Why All Parents Need To Have The ‘Porn Talk’ With Their Kids

Parenting is hard. Very hard. It is full of stress and anxiety. Of tough love moments and worry-filled nights. It is exhausting. From two months to twenty years, raising kids is tough, and it is full of difficult conversations. From discussions about racism and bullying to sexting, drugs and alcohol, consent, spirituality, romance, and divorce, parents must share numerous life lessons with their children before they leave the proverbial nest. But one conversation many parents do not think to have with their children — even though we all really need to — is about pornography.

Yes, you need to have the “porn talk” with your kids.

Of course, parents may not think having a separate, porn conversation is necessary. After all, parents know they need to discuss the matter of sex with their kids — and porn is (more or less) part of this discussion. But talking about porn, in and of itself, is important.

“It is essential you have the ‘porn talk’ with your kids because their sexual health and safety should always come first, regardless of your view or comfort toward porn,” Dainis Graveris — a certified sex educator and relationship expert — tells Scary Mommy. “It’s very easy for kids these days to stumble upon or intentionally access sexually explicit videos and images on the internet, and when they are faced with confusing or potentially dangerous content, you want to assure them that you are someone whom they can trust.” You also want them to know what porn is, and what it isn’t.

“When you talk to your kid, you must highlight that ‘porn sex’ isn’t real,” Graveris explains. “The scenes the actors depicted come from exaggerated, entertainment-driven fantasies that don’t reflect real-world people and their real-life experiences, and the majority of adult entertainment companies create content that sells and makes them a whole lot of money. They don’t care if they are within most people’s safe practices and sexual realities.” And Jackie Golob — a sex and relationship counselor — agrees.

“It is important that children know porn is not the equivalent of sex,” Golob states in an email to Scary Mommy. “For years, porn has depicted unreal sexual performances, mainly aimed towards masculine pleasure… [and while] there are several types of porn that aim to be more inclusive of all genders, body types, sexes, disability, and ages, even with the progressiveness in porn, it is not ‘real.’”

There is also the issue of consent.

“Sex requires consent, which is not always shown in porn. In fact, it is a major part of sexuality and healthy relationships,” Dr. Mary Jo Podgurski — a sex therapist, educator, and the author of Sex Ed is in Session — tells Scary Mommy. But the absence of consent in porn is problematic, especially if children perceive pornographic encounters as real.
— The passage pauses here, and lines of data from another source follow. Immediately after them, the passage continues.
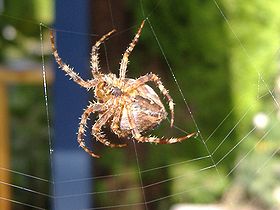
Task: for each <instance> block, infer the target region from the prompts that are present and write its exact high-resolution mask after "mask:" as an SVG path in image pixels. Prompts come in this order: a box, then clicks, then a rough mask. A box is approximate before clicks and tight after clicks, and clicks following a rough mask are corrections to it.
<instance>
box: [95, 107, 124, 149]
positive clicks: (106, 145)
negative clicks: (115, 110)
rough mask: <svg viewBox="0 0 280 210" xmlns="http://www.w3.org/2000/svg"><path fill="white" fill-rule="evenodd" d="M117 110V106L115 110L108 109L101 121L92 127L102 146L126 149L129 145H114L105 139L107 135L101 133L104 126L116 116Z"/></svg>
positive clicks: (114, 144) (101, 116)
That said, having the “porn talk” with your child is not easy. Like the sex talk, it is awkward and clunky and all-around uncomfortable. But discomfort shouldn’t (and does not) negate the importance of the conversation. Instead, you should address the elephant in the room.

“Saying ‘this is a difficult topic for me (if that is the case) but I love you so much that I want to talk about everything with you’ and/or ‘I know you are old enough to talk about this’ is a great way to start the conversation,” Podgurski says. You can also begin with open-ended questions. “’You may be curious about porn. Have you heard about it at all? It’s OK to share. I won’t be angry or think less of you.’”
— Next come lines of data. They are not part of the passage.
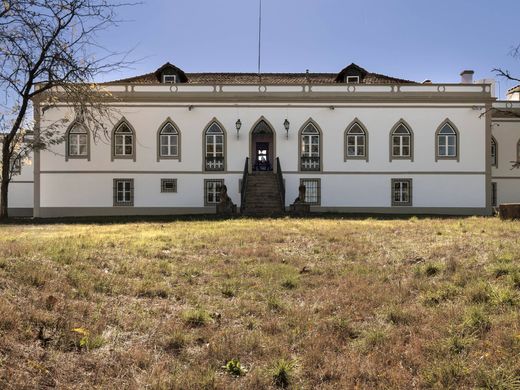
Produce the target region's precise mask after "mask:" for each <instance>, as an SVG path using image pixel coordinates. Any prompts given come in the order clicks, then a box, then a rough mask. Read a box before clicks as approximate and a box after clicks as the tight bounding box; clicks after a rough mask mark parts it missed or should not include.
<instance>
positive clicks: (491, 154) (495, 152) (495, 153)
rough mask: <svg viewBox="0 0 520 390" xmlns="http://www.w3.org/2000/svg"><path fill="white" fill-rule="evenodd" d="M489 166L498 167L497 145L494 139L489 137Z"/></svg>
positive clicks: (491, 137) (497, 148) (497, 155)
mask: <svg viewBox="0 0 520 390" xmlns="http://www.w3.org/2000/svg"><path fill="white" fill-rule="evenodd" d="M491 166H492V167H495V168H496V167H498V145H497V140H496V139H495V137H491Z"/></svg>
Once you’ve initiated the conversation, it is important you follow through.

“Stress porn is not real life. Real people do not just do sexual things. They talk about life; they develop relationships, and they interact. People in porn are actors and actresses. Most bodies do not look like theirs,” Podgurski says. State clearly that porn is not a form of (or substitute for) sex education. The purpose of porn is to be engaging and entertaining. It is a business, through and through. As such, it lacks the intricacies essential to healthy relationships and even healthy sex. “True sexual education includes discussing various matters, including communication, consent, sexual health, identity, emotional and physical growth, pleasure, empathy, and worthiness.” And speaking of consent, it is imperative you talk about consent. 

“In porn, consent is often missing, but having consent is the most important aspect of any sexual contact,” Podgurski stresses. “Explain cajoling, assuming consent, and manipulating are not part of healthy sexual expression.” 

And finally, realize this conversation is not one and done. Questions should be encouraged. Ongoing discourse is (or, at the very least, should be) expected. But the sooner you begin talking to your children about sex and porn, the better, the safer, and the healthier they will be.